A botanical garden maintains a rare species of orchid that requires 42% ambient humidity to trigger blooming.
- Too Little: Humidity below 42% causes dehydration and bud drop.
- Too Much: Humidity above 42% causes stagnant moisture and fungal rot.

The garden installs a new misting system. To test its calibration, botanists collect data from 12 sensor zones. The results show a sample mean (\(\bar{x}\)) of 55%. However, the greenhouse is filled with unpredictable micro-climates, some sensors are in direct sunlight, while others are near drafty vents. This environmental chaos results in a sample standard deviation (\(s\)) of 25%.

The Question

Using a 0.05 level of significance, is there sufficient evidence to conclude that the new misting system has significantly deviated from the target humidity of 42%?

1. State the Hypotheses

Null Hypothesis (\(H_0\)): \(\mu = 42\) (System is calibrated).
Alternative Hypothesis (\(H_a\)): \(\mu \neq 42\) (System is out of calibration).

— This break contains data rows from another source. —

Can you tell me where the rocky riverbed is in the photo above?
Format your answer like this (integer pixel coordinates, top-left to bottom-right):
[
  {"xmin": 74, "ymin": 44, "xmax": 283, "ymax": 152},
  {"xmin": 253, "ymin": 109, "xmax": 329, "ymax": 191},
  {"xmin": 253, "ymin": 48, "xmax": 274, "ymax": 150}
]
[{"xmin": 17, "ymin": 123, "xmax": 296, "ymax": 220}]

2. Identify the Test Parameters

Sample Mean (\(\bar{x}\)) = \(55\)
Hypothesized Mean (\(\mu_0\)) = \(42\)
Sample Standard Deviation (\(s\)) = \(25\)
Sample Size (\(n\)) = \(12\)
Significance Level (\(\alpha\)) = \(0.05\)

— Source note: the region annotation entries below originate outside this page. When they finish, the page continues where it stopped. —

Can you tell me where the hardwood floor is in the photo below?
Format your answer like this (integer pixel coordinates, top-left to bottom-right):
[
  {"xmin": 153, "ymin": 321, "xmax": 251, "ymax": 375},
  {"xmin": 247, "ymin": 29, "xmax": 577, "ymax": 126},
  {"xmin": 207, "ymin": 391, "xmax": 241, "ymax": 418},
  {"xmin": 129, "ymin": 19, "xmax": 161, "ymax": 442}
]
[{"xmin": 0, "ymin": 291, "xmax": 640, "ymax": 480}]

3. Calculate Degrees of Freedom (\(df\))

\[df = n - 1 = 12 - 1 = 11\]

4. Determine the Critical t-value (table)

For a two-tailed test with \(df = 11\) and \(\alpha = 0.05\):

\[t_{crit} = \pm 2.201\]

5. Calculate the t-statistic

\[t = \frac{\bar{x} - \mu_0}{\frac{s}{\sqrt{n}}} = \frac{55 - 42}{\frac{25}{\sqrt{12}}} \approx \frac{13}{\frac{25}{3.464}} \approx \frac{13}{7.217} \approx 1.801\]

6. Make the Statistical Decision

Compare the calculated \(t\) to the critical \(t\):

\[|1.801| < 2.201\]

The calculated t-statistic fails to reach the rejection region.

7. Final Conclusion

At the \(0.05\) level of significance, we Fail to Reject the Null Hypothesis. We can't say that the humidity level we found is different from the needed 42%. With only 12 sensors, the high variance (\(25\)) makes the data too uncertain. We cannot mathematically prove the system is broken, even though the average (55) looks quite high.

Is the sample mean different from a specific number \(\mu_{0}\)?

H Mean (μ₀): 42

Sample Mean (x̄): 55

Sample Std Dev (s): 25

Sample Size (n): 12

Significance Level (α): 0.05

What if you tested this with 24 sensors and got the same mean and standard deviation, would that change the result?
What about at a 99% confidence level (\(\alpha= .01\))
What happens when the sample standard deviation or sample mean decrease?

Let's say you add fans to even out the humidity, and it brings the standard deviation of your measurements down to 10%. You also add 6 more sensors so you have 18 in total, and you want to have at least a confidence level of 99%. You want to know what values you should look for tomorrow when you get the sensor data. What values would your sample mean have to fall between for you to be able to say that the greenhouse has 42% ambient humidity?